Instituting more sustainable business practices can mean real cost savings, from lower energy costs to tax incentives, but businesses can also gain loyal clients and end users looking to do business with like-minded organizations.


A recent study found that more than 50% of Gen Z shoppers (the generation following millennials) are willing to pay more for a sustainable product. With one of the youngest generations showing a marked interest in protecting the planet and its resources, a true focus on sustainability can help your business emerge as a leader now and in the years to come.


Start with reliable data


Corporations can leave massive carbon footprints behind, but you may not know the full extent of your company’s trail without a comprehensive and honest end-to-end investigation.


One way to truly put your business to the test is to hire a third-party sustainability consulting firm that analyzes your entire process. An unbiased firm can find ways to help you responsibly manage or reduce waste and energy usage in ways you may not have thought possible. Depending on the nature of your business, they can also help you source more responsible or sustainable materials, develop greener technologies or even use less water.


Salesforce Sustainability Cloud and similar “carbon accounting” products can also shed light on opportunities to improve. However you go about it, start with comprehensive, unbiased data, and try to keep an open mind.


Stay ahead of the curve with long-term solutions


With the public eye on sustainable practices and products, local and federal policies are likely to shift in that direction as well. Instead of responding to fads like organic produce -- which requires much more land to grow than nonorganic produce -- focus on proven sustainable solutions that help mitigate the carbon footprint your company leaves behind.
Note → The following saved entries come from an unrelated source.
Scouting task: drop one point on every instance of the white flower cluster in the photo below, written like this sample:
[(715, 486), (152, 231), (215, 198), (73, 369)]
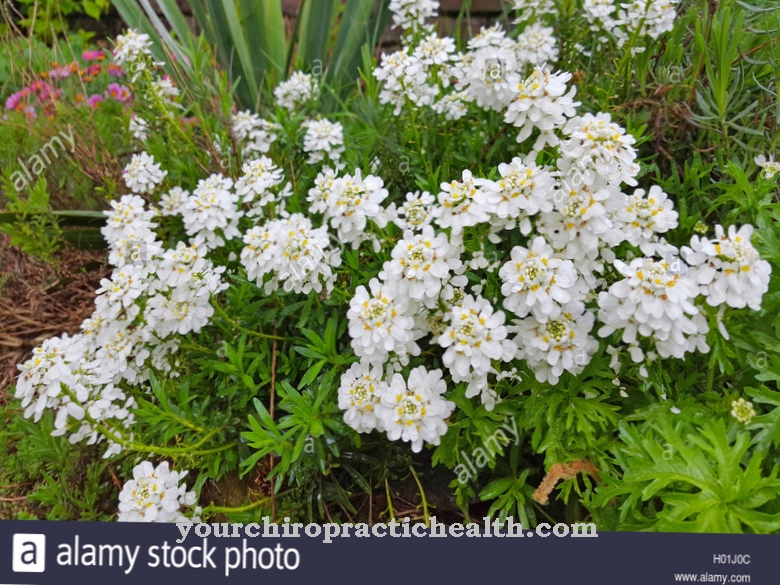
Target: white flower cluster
[(413, 410), (728, 268), (142, 174), (324, 139), (292, 93), (412, 14), (348, 203), (253, 133), (211, 213), (294, 254), (769, 165), (542, 102), (131, 47), (152, 294), (487, 73), (156, 494), (260, 184)]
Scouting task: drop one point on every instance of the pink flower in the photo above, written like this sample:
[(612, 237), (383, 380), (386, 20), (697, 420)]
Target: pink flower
[(93, 55), (120, 93), (94, 100)]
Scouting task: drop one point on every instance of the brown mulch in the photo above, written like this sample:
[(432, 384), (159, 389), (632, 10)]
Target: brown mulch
[(40, 300)]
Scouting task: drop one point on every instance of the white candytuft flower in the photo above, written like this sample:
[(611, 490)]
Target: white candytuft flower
[(142, 174), (296, 255), (421, 264), (462, 203), (415, 410), (488, 72), (452, 105), (360, 395), (172, 202), (128, 216), (323, 139), (559, 344), (260, 176), (139, 128), (131, 47), (295, 91), (165, 89), (523, 190), (643, 215), (155, 494), (597, 151), (416, 212), (728, 268), (655, 300), (542, 102), (352, 200), (769, 165), (412, 14), (475, 335), (536, 281), (381, 323), (580, 222), (404, 78), (212, 206)]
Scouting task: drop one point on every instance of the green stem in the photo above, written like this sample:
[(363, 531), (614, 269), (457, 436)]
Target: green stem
[(221, 312), (231, 509), (389, 500), (422, 495), (141, 448)]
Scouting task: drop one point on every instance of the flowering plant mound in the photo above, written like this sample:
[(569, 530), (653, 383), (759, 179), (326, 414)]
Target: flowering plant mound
[(545, 281)]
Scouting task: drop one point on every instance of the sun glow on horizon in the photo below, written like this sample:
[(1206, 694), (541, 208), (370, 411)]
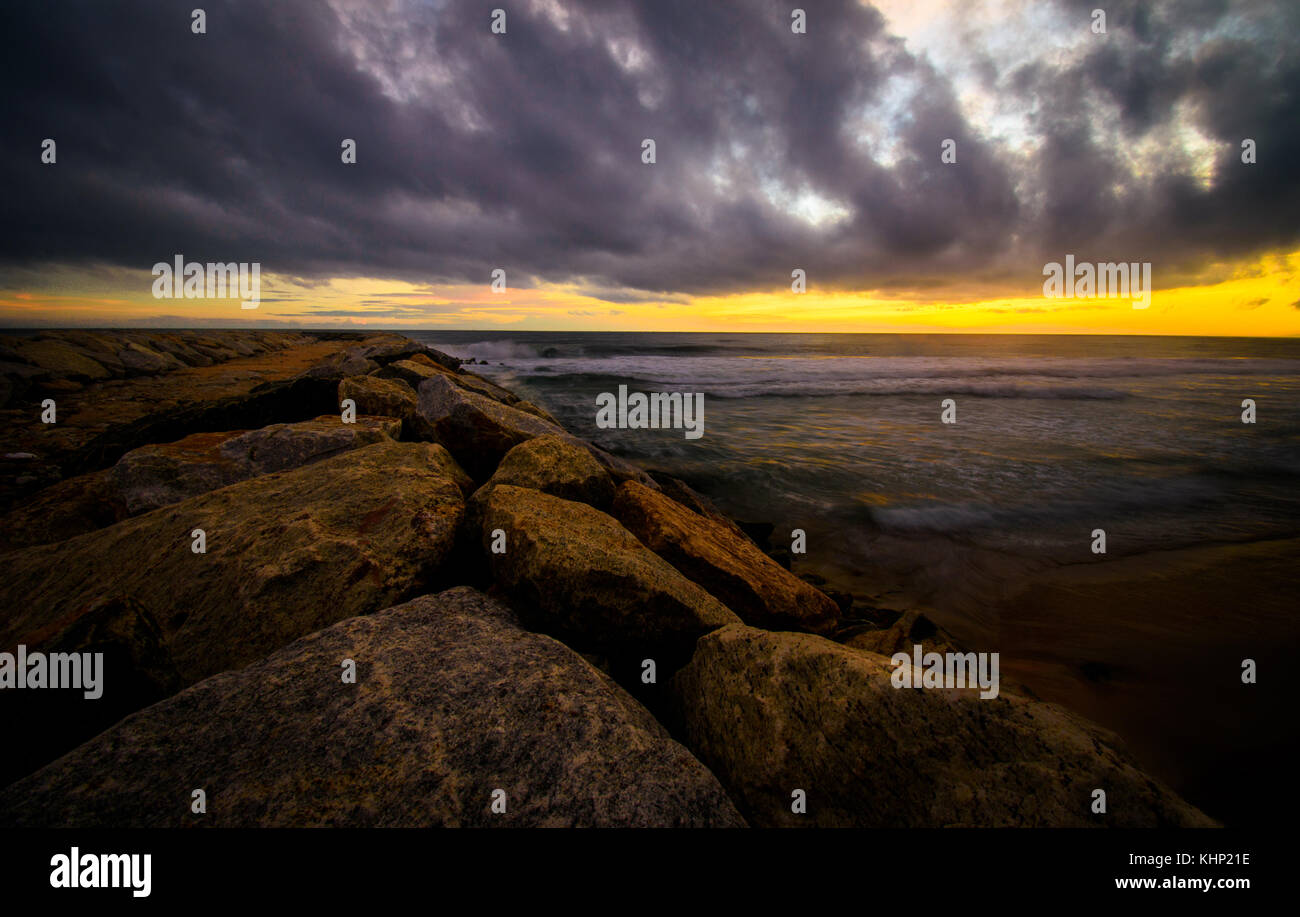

This is where reliable data can help you decide where you can make the biggest difference. While the initial investment to make your office, product or services more energy-efficient may be sizeable, there are long-term cost savings of making such changes. Of course, inventory financing, possible tax incentives or other forms of credit can help support your business as you make the shift to a greener enterprise.


Laws change over time, and you may need to adhere to more sustainable practices without capitalizing on the movement now. Because signs point to further environmental protection and sustainable practices legislation, early adoption can give organizations more time to navigate upcoming changes and learn how to better adapt.


Zero waste initiatives vary fundamentally by definition and region, but the ultimate goal of such plans is to reduce waste as much as possible. Your area might be the next to adopt a sweeping sustainability plan, so getting started now can give you an advantage. If you’re among the last to adhere to regulations, you may miss out in more ways than just cost savings or abiding by the law.


Get creative


From brand-new office furniture and fixtures to a paper-based check, invoicing and filing system, you can save money in many ways as a byproduct of going green. Aim toward a circular economy in your product’s or service’s life cycle. Repurposing or repairing older models can help extend your product’s lifespan while also reducing resources and waste.


If you provide a service, focus on reducing your overall waste output as a move toward sustainability. Even construction companies can qualify as service-based enterprises, so a case-by-case sustainability analysis is necessary.


Sustainability can take many forms, and the concept is notoriously hard to define. But the end goal is to effectively and responsibly balance environmental protection with economic and social development. Your staff can also help you brainstorm unique ways to reduce your carbon footprint. Reducing single-use plastics in packaging and utilizing lower-energy-usage fixtures in your stores and offices are great places to start in becoming more environmentally friendly.

Publish your progress 


Once you develop a long-term plan, use your initial data as a baseline to measure your progress. Make your successes and even the shortcomings you may experience in your path to sustainability available to the public -- honesty and making concerted efforts to improve can establish your organization as a leader in sustainability and in your respective field.


Publish regular press releases, white papers or blogs that demonstrate your successes and future plans to improve. Big changes take time, and marketing these efforts also helps build your brand. Establishing your company as a sustainable brand can attract similar companies for partnerships or other affiliations, as well as like-minded consumers.


As you get into the sustainability mindset, you’ll likely find many opportunities to go green. Small changes can truly add up over time, but our planet doesn’t have much time to wait.